2. Enable Tech Support Mode timeout feature ESXi Shell timeout feature and configure it per customer security and manageability requirements.
This is something that I hardly ever see enabled. This feature allows the administrator to set a timeout value for unused ESXi Shell sessions to keep an intruder from being able to either open a KVM session or get physical control of your system and simply hit Alt + F1 to gain shell access (since you left an idle ESXi Shell session, they don’t have to log in!).
3. Use vCenter Server roles, groups, and permissions to provide appropriate access and authorization to the VMware virtual infrastructure. Avoid using Windows built-in groups (Administrators).
This practice used to be much more prevalent than I see today, but it’s still an issue, especially with Single Sign On adding another wrinkle to the picture. The suggested practice is to remove the local OS administrators group or user on the vCenter Server machine, and instead use LDAP or Active Directory users and groups to dole out permissions within vCenter Server.
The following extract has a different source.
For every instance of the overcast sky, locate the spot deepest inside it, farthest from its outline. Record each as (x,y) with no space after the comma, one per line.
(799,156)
4. Use Load-Based Teaming (LBT) to balance virtual machine network traffic across multiple uplinks.
As Jason Nash (@thejasonnash) notes in his vSphere Advanced Networking training from Pluralsight, Load-Based Teaming (LBT) is “a traffic- load-aware teaming policy, allowing it to feature superior load balancing capabilities that help physical NICs in a NIC team avoid getting under or over-utilized and really improve bandwidth efficiency.” Also noted is the fact that LBT is the only teaming policy supported by vSphere that does load balancing across dvUplinks based on load. Jason is a fan and so am I.
5. Allocate space on shared datastores for templates and media/ISOs separately from datastores for virtual machines.
I like this one just because it points to an easy win in the land of storage management for vSphere – Put your ISOs and Templates on storage that will be quick for sequential reads, but not necessarily so for random or write heavy workloads. Save your expensive storage for your VMs and put your media on 7.2K NL SAS.
6. Use NTP, Windows Time Service, or another timekeeping utility suitable for the operating system.
It’s absolutely crucial to keep time in sync across devices. This means both your ESXi hosts and your virtual machine guest operating systems. Use NTP on your ESXi hosts to keep them in sync with a trusted time source, and then use whatever means is appropriate for your virtual machines guest operating systems to keep them in sync.
7. Verify that virtual machines meet the requirements for vMotion.
Most often I see this one tripped by attached FLP or ISO images, though it can also be lack of shared storage or networks, port group name mismatches across ESXi hosts, and so on. Make sure your cluster is consistent across the board and you won’t have many, if any, problems with vMotion.
8. Verify that VMware Tools is installed, running, and up to date for running virtual machines.
This may seem like a no brainer, but in almost every environment I survey, there are at least some virtual machines without VMware Tools installed or running. The same goes for keeping VMware Tools up-to-date for your virtual machines. It’s important to monitor this on a regular basis, and I recommend the vCheck script from Alan Renouf (@alanrenouf) to check this periodically, say once a week.
9. Use the latest version of VMXNET that is supported by the guest OS.
In almost every case, it is appropriate to use the latest VMXNET Ethernet controller for your virtual machines. Refer to the VMware Knowledge Base article on choosing a virtual Ethernet adapter for further guidance.